Why are banks so open to cybercrime and fraud?
The risk of fraud in financial services is much larger and harder to define than in other industries, meaning that banks have the most to lose. Fraud is costing businesses across the world US$5 trillion each year, according to research from Crowe in conjunction with the Centre for Counter Fraud Studies at the University of Portsmouth.
Banks will always be the number one target for cybercriminals, as that is where the money is kept. As a bank you have to protect your customer’s money, their information and your reputation. But the environment today is radically different – regulation, financial climate and competition from fintechs is far more intense and forces you to transform under an intense pressure on your margins. At the same time, the attackers get more sophisticated, they have learned to target complex environments and use financial innovation, such as blockchain and instant payments, against us.
Have financial crime threats increased recently?
Absolutely. Today’s attackers are clever and constantly change their attack methodology and identities. They are using more sophisticated tactics which makes it difficult for cyber security teams to keep up.
Over the past 12-18 months, we’ve seen an increased online presence for many businesses, widespread remote working and new schemes for payments such as Buy Now Pay Later. Criminals have taken advantage of any weaknesses in these systems and exploited them for their own gain.
Particular areas of concern include synthetic sign up where a criminal combines stolen data with false information to create a new identity and account takeover where a malicious third-party gains access to a user’s account details.
However, the challenge is to ensure the utmost levels of security without making the on-boarding process for new customers cumbersome.

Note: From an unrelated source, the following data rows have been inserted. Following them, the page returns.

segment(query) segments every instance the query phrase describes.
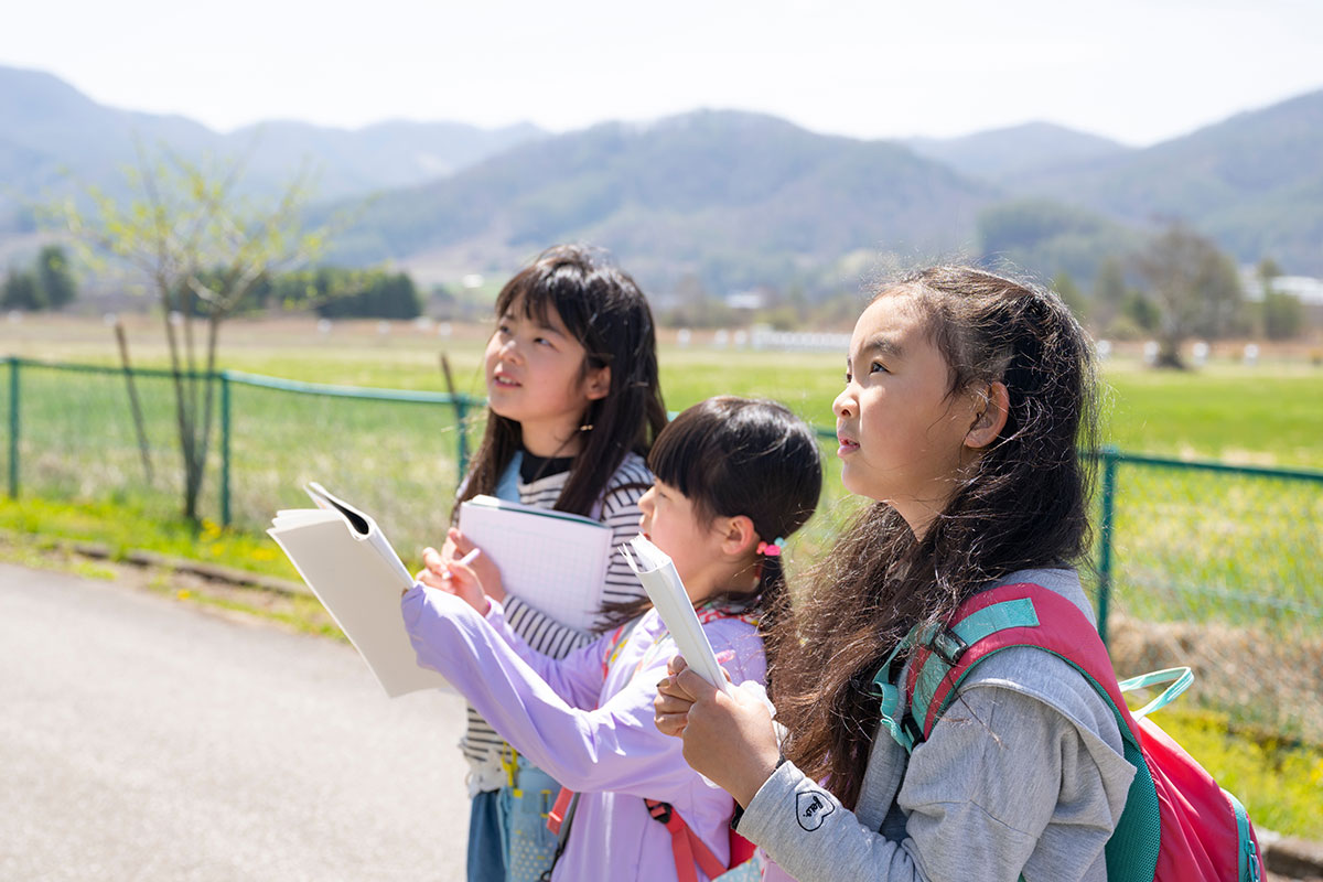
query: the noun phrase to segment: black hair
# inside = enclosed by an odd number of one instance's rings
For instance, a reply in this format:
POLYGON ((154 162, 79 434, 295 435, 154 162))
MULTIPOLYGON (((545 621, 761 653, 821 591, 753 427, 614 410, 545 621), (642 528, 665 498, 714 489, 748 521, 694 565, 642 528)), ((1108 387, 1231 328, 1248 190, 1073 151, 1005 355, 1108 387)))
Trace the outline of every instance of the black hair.
MULTIPOLYGON (((808 521, 823 485, 814 430, 785 405, 733 395, 708 398, 676 417, 658 435, 648 468, 684 495, 700 518, 742 514, 769 545, 790 538, 808 521)), ((766 636, 785 615, 789 595, 781 554, 759 561, 751 592, 724 592, 712 602, 755 614, 766 636)), ((646 603, 623 612, 642 608, 646 603)))
POLYGON ((996 439, 922 536, 885 502, 864 509, 771 639, 786 756, 853 807, 877 726, 864 684, 921 623, 947 623, 996 579, 1084 558, 1095 440, 1089 337, 1058 296, 984 270, 939 266, 885 286, 910 298, 942 353, 949 394, 1005 385, 996 439))

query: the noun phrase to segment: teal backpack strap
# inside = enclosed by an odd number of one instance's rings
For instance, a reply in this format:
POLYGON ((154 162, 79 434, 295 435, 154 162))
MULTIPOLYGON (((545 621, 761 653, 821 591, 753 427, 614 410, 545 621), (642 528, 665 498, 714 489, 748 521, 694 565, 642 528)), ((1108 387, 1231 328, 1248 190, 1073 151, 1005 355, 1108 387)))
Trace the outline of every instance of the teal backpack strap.
POLYGON ((929 652, 921 652, 916 657, 917 674, 910 673, 913 680, 912 713, 922 729, 923 737, 926 738, 931 729, 925 722, 933 715, 930 713, 933 698, 937 696, 942 680, 951 668, 960 664, 960 659, 970 647, 1009 628, 1036 627, 1039 627, 1039 614, 1033 608, 1033 600, 1016 598, 975 610, 946 628, 933 628, 929 639, 921 640, 921 645, 929 652))
POLYGON ((1162 710, 1175 701, 1176 696, 1189 689, 1189 685, 1195 682, 1195 672, 1189 668, 1166 668, 1163 670, 1151 670, 1146 674, 1139 674, 1138 677, 1122 680, 1117 685, 1121 686, 1121 692, 1130 692, 1132 689, 1144 689, 1160 682, 1170 682, 1171 685, 1167 686, 1160 696, 1150 701, 1139 710, 1131 710, 1130 715, 1134 717, 1135 721, 1143 719, 1155 710, 1162 710))
POLYGON ((896 664, 896 657, 902 649, 910 647, 910 639, 914 636, 914 631, 910 631, 909 636, 896 644, 892 649, 892 655, 886 656, 886 661, 882 666, 877 669, 873 674, 873 682, 869 685, 868 694, 877 698, 878 703, 878 717, 881 718, 881 726, 886 733, 896 741, 897 744, 905 748, 905 752, 913 752, 914 750, 914 737, 905 730, 905 697, 901 694, 900 686, 892 682, 892 665, 896 664))

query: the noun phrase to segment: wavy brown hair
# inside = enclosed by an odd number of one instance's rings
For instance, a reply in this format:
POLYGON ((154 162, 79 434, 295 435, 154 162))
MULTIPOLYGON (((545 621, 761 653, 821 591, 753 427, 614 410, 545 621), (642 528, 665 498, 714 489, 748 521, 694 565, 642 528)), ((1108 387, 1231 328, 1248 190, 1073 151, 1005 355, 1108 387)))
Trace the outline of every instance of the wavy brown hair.
MULTIPOLYGON (((550 312, 561 317, 587 350, 582 376, 611 368, 610 390, 603 398, 589 402, 581 418, 583 446, 556 500, 556 508, 562 512, 590 514, 626 454, 634 451, 647 456, 652 440, 665 426, 652 311, 627 272, 574 245, 542 251, 505 283, 496 298, 496 315, 516 305, 528 319, 545 323, 550 312), (581 468, 579 463, 589 467, 581 468)), ((487 430, 474 454, 455 510, 459 502, 479 493, 496 492, 520 439, 516 421, 487 410, 487 430)))
POLYGON ((926 317, 949 394, 1000 381, 1009 414, 922 538, 889 505, 868 506, 773 635, 785 755, 851 808, 878 722, 867 686, 896 644, 1015 570, 1081 561, 1089 541, 1091 460, 1080 447, 1095 440, 1093 357, 1061 299, 958 266, 886 284, 875 300, 896 296, 926 317))

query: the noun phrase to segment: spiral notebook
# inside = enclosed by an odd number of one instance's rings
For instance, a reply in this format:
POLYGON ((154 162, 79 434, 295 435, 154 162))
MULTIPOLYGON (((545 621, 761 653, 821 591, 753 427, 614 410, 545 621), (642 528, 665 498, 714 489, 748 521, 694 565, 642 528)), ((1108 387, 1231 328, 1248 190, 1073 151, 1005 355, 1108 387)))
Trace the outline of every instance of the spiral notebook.
POLYGON ((505 590, 557 621, 591 629, 611 554, 611 530, 589 517, 475 496, 459 529, 500 567, 505 590))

A trusted customer experience will boost brand reputation and help to build a loyal customer base.
How is Artificial Intelligence helping to combat financial fraud?
This is where it gets interesting. The combination of AI, automation and the human brain is the strongest form of defence against cybercrime. Sophisticated AI is able to predict, detect and defer financial crime by using multiple algorithms to detect weak patterns with minimal latency.

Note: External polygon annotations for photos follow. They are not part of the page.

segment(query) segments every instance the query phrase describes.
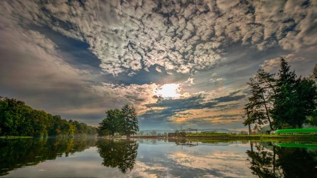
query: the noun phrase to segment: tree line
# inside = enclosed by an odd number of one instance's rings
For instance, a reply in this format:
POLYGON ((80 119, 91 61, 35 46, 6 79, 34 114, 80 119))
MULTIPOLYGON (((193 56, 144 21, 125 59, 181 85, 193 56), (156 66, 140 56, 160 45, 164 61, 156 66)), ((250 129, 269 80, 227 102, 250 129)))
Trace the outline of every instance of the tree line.
POLYGON ((268 124, 270 129, 317 125, 317 64, 308 77, 298 77, 283 58, 277 74, 259 69, 247 83, 249 102, 245 125, 255 129, 268 124))
POLYGON ((106 114, 98 128, 100 136, 117 134, 129 136, 139 131, 136 110, 133 106, 125 104, 121 109, 107 111, 106 114))
POLYGON ((76 120, 63 119, 24 102, 0 97, 0 135, 49 136, 96 134, 96 128, 76 120))

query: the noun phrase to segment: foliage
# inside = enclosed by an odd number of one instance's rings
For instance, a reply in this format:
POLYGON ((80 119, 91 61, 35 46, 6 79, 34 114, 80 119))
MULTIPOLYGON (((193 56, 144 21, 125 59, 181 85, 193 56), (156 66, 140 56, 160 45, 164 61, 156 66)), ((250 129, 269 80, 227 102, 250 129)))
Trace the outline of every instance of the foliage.
POLYGON ((118 168, 122 173, 132 170, 138 155, 139 144, 132 140, 99 140, 98 152, 103 158, 103 165, 118 168))
POLYGON ((297 78, 282 58, 276 91, 271 112, 275 127, 301 127, 317 106, 317 90, 314 81, 297 78))
POLYGON ((251 88, 251 95, 245 108, 248 116, 244 122, 245 125, 261 125, 268 122, 271 130, 273 129, 269 113, 273 100, 272 96, 275 93, 274 75, 259 69, 255 77, 250 78, 247 83, 251 88))
POLYGON ((121 129, 122 114, 120 110, 116 109, 110 110, 106 112, 106 118, 100 123, 98 128, 100 135, 114 135, 116 132, 121 129))
POLYGON ((96 128, 36 110, 15 99, 0 97, 0 135, 46 137, 96 134, 96 128))
POLYGON ((297 77, 281 58, 277 75, 260 69, 248 82, 251 88, 244 110, 245 125, 260 129, 268 123, 270 129, 301 127, 305 122, 317 125, 317 65, 310 78, 297 77))
POLYGON ((137 113, 133 106, 126 104, 121 109, 110 110, 106 114, 106 118, 99 123, 99 135, 113 136, 118 133, 129 136, 139 131, 137 113))
POLYGON ((137 112, 133 105, 125 104, 121 109, 122 114, 122 133, 130 135, 139 131, 137 112))

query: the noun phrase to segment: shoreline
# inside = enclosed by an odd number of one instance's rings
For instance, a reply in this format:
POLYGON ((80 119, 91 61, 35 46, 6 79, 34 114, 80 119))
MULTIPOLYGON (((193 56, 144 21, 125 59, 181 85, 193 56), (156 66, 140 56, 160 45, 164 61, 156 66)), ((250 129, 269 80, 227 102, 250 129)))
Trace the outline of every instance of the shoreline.
POLYGON ((285 134, 285 135, 206 135, 168 137, 162 136, 131 136, 130 138, 152 139, 316 139, 317 134, 285 134))

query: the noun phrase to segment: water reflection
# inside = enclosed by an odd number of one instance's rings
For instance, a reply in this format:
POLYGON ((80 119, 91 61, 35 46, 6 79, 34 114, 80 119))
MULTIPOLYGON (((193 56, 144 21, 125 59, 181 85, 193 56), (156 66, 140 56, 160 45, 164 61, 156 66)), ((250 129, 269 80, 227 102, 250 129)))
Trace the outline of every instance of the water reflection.
POLYGON ((100 139, 97 141, 103 165, 117 168, 122 173, 131 171, 135 164, 139 144, 129 139, 100 139))
POLYGON ((317 149, 290 146, 299 146, 203 139, 0 139, 0 176, 317 177, 317 149))
POLYGON ((252 173, 260 178, 317 178, 317 150, 281 147, 271 142, 250 142, 247 161, 252 173))
POLYGON ((63 154, 82 151, 96 144, 96 138, 0 139, 0 176, 19 168, 34 166, 63 154))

Continual assessment of transactions alerts teams to potentially fraudulent activity taking place. These anomalies could be behavioural, device characteristics, geo-locations, unusual switching between accounts and much more. Fraud and cyber analyst teams are inundated with alerts, many of which can be false. By narrowing the focus of investigations, the analysts only have to investigate genuine priority alerts.
The intention is to find a problem before it becomes a threat and today’s AI powered solutions are able to detect advanced fraud and manipulation earlier and faster. Similarly, these financial automation oversight engines are adept at identifying previously unidentified vulnerabilities and gaps in third-party systems that are ripe for exploitation.
Another area that AI comes into play is in the detection of forged documents. 1-20% of documents in the application and onboarding process can be subject to manipulation such as forged bank statements, modified invoices and amended pay slips. By protecting automated processes that use unauthorised documents from third-parties, banks can be sure no digital documents are forged.
Financial crime will always be with us. The challenge is to find it as it shifts its methods and changes its targets. Capabilities are required that can detect known criminal practices and recognise never seen before emerging patterns of financial crime. By working with the right expertise, exploiting advances in cutting edge AI, it is possible to spot different types of threats or attack vectors and respond to them before it’s too late.